NYC Spends $44,000 Per Student — Test Scores Are Mediocre and Enrollment Is Collapsing
New York City's Department of Education is burning through a record $43 billion this year while educating 157,900 fewer students than a decade ago. The money isn't buying results — Big Apple kids score middle-of-the-pack among major urban districts. This story is getting real traction only in right-leaning outlets, but the numbers themselves are hard to spin away.

$43 Billion. 157,900 Fewer Kids. Middle-of-the-Pack Scores.

New York City is spending $44,000 per student on public education this year. That's the highest per-pupil spend of any large urban school district in the United States — 50% more than Los Angeles or Chicago, according to federal education data cited by the NY Post.

The total bill: $43 billion. A record.

And enrollment is in freefall.

The Math Doesn't Work

The NYC Department of Education has 157,900 fewer students than it did ten years ago. Despite that, it operates 39 more schools than it did then.

Right now, 249 of the city's 1,600 schools — that's 15% — are running below 50% capacity. Nearly half of all city public schools have fewer than 400 students. 134 schools are educating fewer than 150 kids each.

The City School Construction Authority projects enrollment will crater by another 153,000 students by 2034-35, bottoming out at roughly 721,000 students in traditional public schools.

More money. Fewer students. More half-empty buildings.

What Are Taxpayers Getting?

Not much, by the numbers.

Andrew Rein, executive director of the Citizens Budget Commission, said: "Despite the City spending $44,000 per student, too many of its schools are delivering middling results, and some parents are increasingly choosing charters over traditional public schools."

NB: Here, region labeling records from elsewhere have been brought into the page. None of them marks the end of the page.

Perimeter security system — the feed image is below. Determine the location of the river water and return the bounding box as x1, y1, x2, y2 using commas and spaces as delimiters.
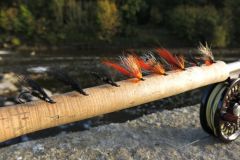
0, 48, 240, 146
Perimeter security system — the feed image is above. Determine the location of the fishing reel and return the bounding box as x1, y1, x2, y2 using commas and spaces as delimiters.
200, 78, 240, 142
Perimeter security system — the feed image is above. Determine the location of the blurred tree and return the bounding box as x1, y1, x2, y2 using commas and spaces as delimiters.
96, 0, 120, 40
169, 6, 228, 47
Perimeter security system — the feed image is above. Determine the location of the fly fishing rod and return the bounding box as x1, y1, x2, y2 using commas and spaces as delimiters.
0, 45, 240, 142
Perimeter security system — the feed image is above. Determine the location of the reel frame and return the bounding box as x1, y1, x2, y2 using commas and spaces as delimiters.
200, 78, 240, 142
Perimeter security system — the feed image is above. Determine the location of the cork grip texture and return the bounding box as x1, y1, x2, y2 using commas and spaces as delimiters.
0, 61, 229, 142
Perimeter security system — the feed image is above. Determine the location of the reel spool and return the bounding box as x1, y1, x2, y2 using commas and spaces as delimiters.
200, 78, 240, 142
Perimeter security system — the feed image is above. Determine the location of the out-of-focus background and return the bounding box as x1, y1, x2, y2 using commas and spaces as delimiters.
0, 0, 240, 146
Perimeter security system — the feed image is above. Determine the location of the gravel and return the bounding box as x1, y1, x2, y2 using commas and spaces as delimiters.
0, 105, 240, 160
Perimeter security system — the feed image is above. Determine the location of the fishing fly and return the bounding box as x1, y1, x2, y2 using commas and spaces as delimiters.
138, 53, 167, 75
103, 54, 144, 81
198, 43, 215, 65
49, 69, 88, 96
17, 75, 56, 103
156, 48, 185, 70
90, 72, 120, 87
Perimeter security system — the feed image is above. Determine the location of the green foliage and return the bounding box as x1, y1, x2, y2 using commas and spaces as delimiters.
121, 0, 147, 24
169, 6, 228, 47
96, 0, 120, 40
0, 0, 240, 47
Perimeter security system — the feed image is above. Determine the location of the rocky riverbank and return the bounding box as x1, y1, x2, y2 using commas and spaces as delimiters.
0, 105, 240, 160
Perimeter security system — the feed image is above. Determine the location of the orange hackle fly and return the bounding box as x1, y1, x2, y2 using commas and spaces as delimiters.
138, 53, 166, 75
103, 55, 144, 80
156, 48, 185, 70
198, 43, 215, 65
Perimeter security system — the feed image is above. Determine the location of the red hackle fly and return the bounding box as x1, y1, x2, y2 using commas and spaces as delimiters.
138, 53, 166, 75
198, 43, 215, 65
103, 54, 144, 80
156, 48, 185, 70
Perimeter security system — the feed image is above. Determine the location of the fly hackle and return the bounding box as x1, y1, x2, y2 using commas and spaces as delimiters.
17, 75, 55, 103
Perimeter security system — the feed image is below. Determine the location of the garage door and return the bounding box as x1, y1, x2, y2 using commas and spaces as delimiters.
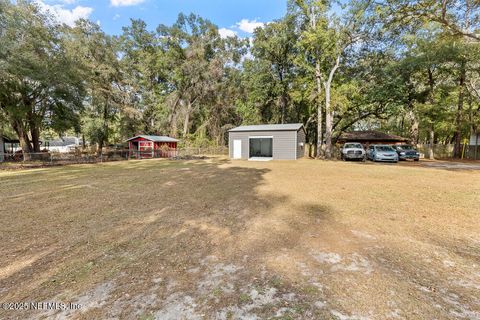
233, 140, 242, 159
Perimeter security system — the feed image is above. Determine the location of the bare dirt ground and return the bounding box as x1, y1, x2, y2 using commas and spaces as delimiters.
0, 159, 480, 320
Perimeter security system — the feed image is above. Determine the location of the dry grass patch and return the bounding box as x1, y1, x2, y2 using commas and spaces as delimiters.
0, 159, 480, 319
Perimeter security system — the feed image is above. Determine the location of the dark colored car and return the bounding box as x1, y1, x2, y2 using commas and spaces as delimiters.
393, 144, 420, 161
340, 142, 365, 161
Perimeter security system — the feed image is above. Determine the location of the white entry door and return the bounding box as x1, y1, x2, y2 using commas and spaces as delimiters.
233, 140, 242, 159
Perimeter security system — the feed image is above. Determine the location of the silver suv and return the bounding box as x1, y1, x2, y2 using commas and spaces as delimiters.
340, 142, 365, 161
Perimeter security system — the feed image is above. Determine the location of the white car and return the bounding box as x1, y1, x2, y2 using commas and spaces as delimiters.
341, 142, 365, 161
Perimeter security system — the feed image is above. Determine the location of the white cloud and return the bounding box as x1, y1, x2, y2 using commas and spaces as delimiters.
218, 28, 237, 39
236, 19, 265, 33
110, 0, 145, 7
36, 0, 93, 26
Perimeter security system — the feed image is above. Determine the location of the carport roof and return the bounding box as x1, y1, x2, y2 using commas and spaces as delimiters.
229, 123, 303, 132
127, 134, 180, 142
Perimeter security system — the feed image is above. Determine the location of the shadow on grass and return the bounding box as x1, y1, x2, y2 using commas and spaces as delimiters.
0, 159, 342, 315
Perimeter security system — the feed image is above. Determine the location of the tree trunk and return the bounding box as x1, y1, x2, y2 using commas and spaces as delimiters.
325, 83, 333, 159
315, 62, 323, 158
98, 98, 109, 155
428, 124, 435, 160
0, 132, 5, 162
12, 121, 32, 161
324, 56, 340, 159
30, 123, 41, 152
315, 62, 323, 158
408, 110, 420, 146
453, 62, 466, 159
280, 93, 287, 124
310, 6, 323, 158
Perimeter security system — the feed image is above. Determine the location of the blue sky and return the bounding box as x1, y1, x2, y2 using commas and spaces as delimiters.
36, 0, 287, 36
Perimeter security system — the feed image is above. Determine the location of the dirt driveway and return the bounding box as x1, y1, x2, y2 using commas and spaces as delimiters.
0, 159, 480, 320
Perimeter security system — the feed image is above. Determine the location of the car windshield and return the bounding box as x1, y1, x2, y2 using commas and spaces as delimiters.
344, 143, 362, 149
376, 146, 395, 151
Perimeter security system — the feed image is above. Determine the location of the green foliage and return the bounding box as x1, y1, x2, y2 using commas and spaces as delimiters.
0, 0, 480, 156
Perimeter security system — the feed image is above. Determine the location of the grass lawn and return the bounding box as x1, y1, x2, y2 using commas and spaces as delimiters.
0, 158, 480, 320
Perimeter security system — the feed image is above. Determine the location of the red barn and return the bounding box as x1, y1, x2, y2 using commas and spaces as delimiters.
127, 135, 179, 159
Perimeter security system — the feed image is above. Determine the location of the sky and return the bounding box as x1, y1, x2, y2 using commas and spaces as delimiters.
35, 0, 287, 37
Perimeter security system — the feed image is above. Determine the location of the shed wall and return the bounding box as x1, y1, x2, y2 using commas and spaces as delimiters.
228, 130, 302, 160
297, 128, 306, 159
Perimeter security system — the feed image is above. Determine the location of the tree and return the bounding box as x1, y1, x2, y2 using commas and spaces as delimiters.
251, 15, 296, 123
0, 1, 84, 160
68, 20, 125, 153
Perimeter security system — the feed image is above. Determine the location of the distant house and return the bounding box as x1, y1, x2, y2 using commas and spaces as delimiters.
228, 123, 305, 160
337, 130, 410, 146
42, 137, 83, 153
127, 135, 179, 159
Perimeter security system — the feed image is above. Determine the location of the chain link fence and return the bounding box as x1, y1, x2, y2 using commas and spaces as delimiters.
0, 147, 228, 166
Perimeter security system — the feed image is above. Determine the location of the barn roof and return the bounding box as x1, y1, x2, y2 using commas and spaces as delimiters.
338, 130, 409, 142
229, 123, 303, 132
45, 137, 82, 147
2, 136, 20, 143
127, 134, 180, 142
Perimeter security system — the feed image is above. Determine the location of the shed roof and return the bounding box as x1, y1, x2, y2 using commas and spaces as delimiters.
229, 123, 303, 132
338, 130, 409, 142
45, 137, 82, 147
127, 134, 180, 142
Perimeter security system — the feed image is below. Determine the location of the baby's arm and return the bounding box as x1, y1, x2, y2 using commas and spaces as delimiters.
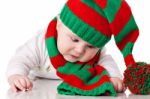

NYC students score middle-of-the-pack among urban districts on standardized math and English exams. No dramatic collapse — but no proportional return on a $44,000 annual investment either.

For context: the national average public school per-pupil expenditure is roughly $14,000. New York City is spending three times that. The results do not reflect a 3x multiplier in outcomes.

The Class Size Law Making It Worse

State lawmakers — pushed hard by the teachers union — passed a class size reduction law that's now colliding with the enrollment collapse. Daniela Souza, an education researcher at the Manhattan Institute, called it "unworkable" and "impossible to implement."

The problem: you can't simultaneously shrink class sizes AND close the half-empty schools needed to save money. The two goals conflict directly.

Gov. Kathy Hochul and fellow Democrats in Albany are reportedly considering giving the city more time to comply with the law — an admission that the law doesn't fit ground reality.

Mayor Zohran Mamdani is finalizing his first budget proposal. Whether he consolidates schools and cuts spending remains an open question.

What Left-Leaning Outlets Would Emphasize — And They Have a Point

This story has been covered almost exclusively by right-leaning outlets. That's significant.

Left-leaning analysts and progressive education advocates push back — and some arguments deserve serious consideration.

First, NYC's student population is uniquely expensive to serve. The city has a massive concentration of students in poverty, English-language learners, and children with disabilities — all requiring more resources per student by law and necessity. Raw per-pupil spending comparisons without adjusting for student need can be misleading.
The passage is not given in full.